Chemotherapy promotes a lingering intellectual deficit. The question remains: is Chemotherapy worth the risk of the side-effects such as cognitive impairment?
According to an article in today’s Scientific American’s Science News, new studies show that chemotherapy promotes a lingering intellectual deficit. Here’s a quote from the article.
“More people survive cancer than ever before. With early detection, for example, women stricken with breast cancer are often successfully treated and go on to live long lives. But concomitant with this cheering rise in cancer survival is a worrying increase in complaints about cognitive impairment as life goes on. Some cancer survivors have trouble with concentration or fatigue. New research shows this is not just in their minds but, in fact, in their brains…It remains a mystery how chemotherapy–and tamoxifen–impact the brain, but it is increasingly clear that these treatments may create a cognitive deficit.”

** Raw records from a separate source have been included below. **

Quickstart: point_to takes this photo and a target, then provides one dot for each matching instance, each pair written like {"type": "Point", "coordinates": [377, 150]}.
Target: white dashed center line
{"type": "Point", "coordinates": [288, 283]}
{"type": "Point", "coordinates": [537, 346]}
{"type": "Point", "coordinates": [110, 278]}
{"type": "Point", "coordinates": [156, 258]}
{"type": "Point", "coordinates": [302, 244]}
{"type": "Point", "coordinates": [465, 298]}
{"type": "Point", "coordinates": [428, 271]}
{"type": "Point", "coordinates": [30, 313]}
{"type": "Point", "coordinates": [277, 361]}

The real question is why the researchers were so surprised. Let’s be clear here. Chemotherapy is an indiscriminate treatment. It assaults the body with highly toxic poisons and attacks and damages every single cell in the body, which is why it has so many side effects. The hope with chemotherapy is that it ultimately kills the cancer cells before it kills you. And although it definitely has produced some success, particularly in younger people (its benefits diminish rapidly as you age), much of its touted success is the result of statistical manipulation.
I am not saying to never choose chemotherapy. I’m just saying to know all the facts. What are the odds of success with your particular cancer? What are the odds of success with your particular age group? What are the likely side effects with your particular treatment? (Note: many chemotherapy drugs do not cross the blood-brain barrier, but the following ones certainly do: Carmustine, Lomustine, Procarbazine, Temozolomide, Cisplatin, and Carboplatin.) And if you do opt for treatment, make sure you aggressively rebuild your body once the treatment is over. At best chemotherapy is an interesting choice.
It’s worth remembering, as a point of perspective, no one ever got cancer because they were suffering from a chemotherapy deficiency.